# Exploratory Data Analysis

Purpose: The objective here, is to perform EDA, and data visualization tasks on “Student Habits vs Academic Performance: A Simulated Study” datasets!

####   Femi Jupyter Notebook EDA
###### GitHub: [My GitHub Profile](https://github.com/Airfirm)
####   Author: Oluwafemi Salawu
####   Repository: datafun-06-eda
####   Date: 06/07/2025

Section 1. Imports and Read Dataset

In [None]:
# Check if file is available in the current directory
import os

# Core Data Science Imports
import numpy as np  # Numerical computing (v1.24+ recommended)
import pandas as pd  # Data manipulation (v2.0+ recommended)
import pyarrow as pa  # Arrow memory format (v12.0+ recommended)

# Visualization Imports
import matplotlib as mpl  # Base matplotlib
import matplotlib.pyplot as plt  # Plotting interface
import seaborn as sns  # Statistical visualization (v0.12+ recommended)

# Configure global settings
plt.style.use('seaborn-v0_8')  # Modern style
pd.set_option('display.max_columns', 30)  # Show more columns
pd.set_option('display.float_format', '{:.2f}'.format)  # Clean number display

# Print versions
print(f"numpy: {np.__version__}")
print(f"pandas: {pd.__version__}")
print(f"pyarrow: {pa.__version__}")
print(f"matplotlib: {mpl.__version__}")
print(f"seaborn: {sns.__version__}")

# Verify imports worked
assert not pd.isnull(np.pi)  # Quick sanity check
print("\nAll imports successful! ✅")

Checking if file path exist

In [None]:
print(os.path.exists('eda_datasets/student_habits_vs_academic_performance.csv'))

Read CSV File

In [None]:
url = 'eda_datasets/student_habits_vs_academic_performance.csv'
df = pd.read_csv(url)

# Display the first few rows
df.columns = df.columns.str.replace(' ', '_')  # Clean column names
print("\nDataFrame loaded successfully:")

Section 2. Display first and last 5 rows

In [None]:
# Display the first ten rows
df

Section 3. Initial Descriptive Statistics

In [None]:
df.describe()  # Summary statistics for all columns

Check parental educational level statistics

In [None]:
# checking parental_education_level field
df['parental_education_level'].describe()

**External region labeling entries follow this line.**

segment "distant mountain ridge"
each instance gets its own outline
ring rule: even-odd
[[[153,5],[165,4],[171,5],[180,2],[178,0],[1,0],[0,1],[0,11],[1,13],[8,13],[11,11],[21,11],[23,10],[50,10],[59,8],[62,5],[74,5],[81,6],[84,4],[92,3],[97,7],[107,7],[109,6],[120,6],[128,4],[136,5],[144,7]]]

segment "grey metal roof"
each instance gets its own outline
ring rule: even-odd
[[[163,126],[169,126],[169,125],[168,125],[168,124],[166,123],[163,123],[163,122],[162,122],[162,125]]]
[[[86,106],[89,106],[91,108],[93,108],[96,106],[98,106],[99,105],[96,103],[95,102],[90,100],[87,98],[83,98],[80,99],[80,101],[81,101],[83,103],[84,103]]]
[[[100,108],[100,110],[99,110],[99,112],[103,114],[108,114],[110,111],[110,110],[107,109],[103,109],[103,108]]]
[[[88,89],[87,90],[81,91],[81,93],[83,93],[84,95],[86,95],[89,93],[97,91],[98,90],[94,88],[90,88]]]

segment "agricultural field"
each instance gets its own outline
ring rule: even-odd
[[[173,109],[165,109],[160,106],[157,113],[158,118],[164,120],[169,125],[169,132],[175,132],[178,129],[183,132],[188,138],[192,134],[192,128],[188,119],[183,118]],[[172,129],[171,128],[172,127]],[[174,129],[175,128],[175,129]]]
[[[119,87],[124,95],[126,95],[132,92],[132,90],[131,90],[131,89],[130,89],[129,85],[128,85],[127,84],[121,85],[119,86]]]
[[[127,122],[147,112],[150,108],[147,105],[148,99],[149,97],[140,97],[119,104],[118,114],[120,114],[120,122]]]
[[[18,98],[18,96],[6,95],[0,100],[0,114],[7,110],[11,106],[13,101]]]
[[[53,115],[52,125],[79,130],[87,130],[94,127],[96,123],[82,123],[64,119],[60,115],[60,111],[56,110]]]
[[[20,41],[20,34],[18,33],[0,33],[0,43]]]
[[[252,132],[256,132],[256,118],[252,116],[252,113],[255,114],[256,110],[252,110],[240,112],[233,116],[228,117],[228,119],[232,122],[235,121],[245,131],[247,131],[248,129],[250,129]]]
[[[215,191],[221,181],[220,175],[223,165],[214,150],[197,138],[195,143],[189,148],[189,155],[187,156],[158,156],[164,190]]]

Section 4. Dataset Summary

In [None]:
df.info()  # DataFrame summary

Check for missing / null values

In [None]:
# checking for missing values
df.isnull().sum()

Filling missing / null values with most common value in the column

In [None]:
# The parental_education_level column, has 91 missing values, we can fill these with the mode (most common value)
df['parental_education_level'] = df['parental_education_level'].fillna(df['parental_education_level'].mode()[0])

Check missing / null values are filled

In [None]:
# checking for missing values after filling
df.isnull().sum()

Skill: Inspect Numeric Columns
Common exploration techniques for numeric columns include:

df.describe(): Summarizes statistics like mean, median, and standard deviation.
df['column_name'].hist(): Visualizes the distribution of values with a histogram.
df.corr(): Computes the correlation between numeric columns, which helps identify relationships between variables.
df.hist(): Creates histograms for all numeric columns in the DataFrame, helping you see the distributions at a glance.


Skill: Inspect Categorical Columns
Common techniques include:

df['categorical_column'].value_counts(): Counts the occurrences of each unique value in a categorical column, providing a frequency distribution.
df['categorical_column'].unique(): Displays the unique categories present in the column, helping you understand the distinct values.
pd.crosstab(df['column1'], df['column2']): Cross-tabulates two categorical columns to observe relationships between them. This is useful for understanding how one category is distributed across another.


Advanced Skill: Prepare Categorical Data for Machine Learning
In machine learning, models require numeric input, and we can’t feed them raw text like "red", "blue", or "green".

That means we often need to convert categorical data into numeric format before training a model.
There are different ways to do this, depending on the model and data — from simple mappings (like 0, 1, 2) to more advanced techniques.

Advanced (optional): For professional projects, look up one-hot encoding, a common method where each category is turned into a separate column with 1s and 0s.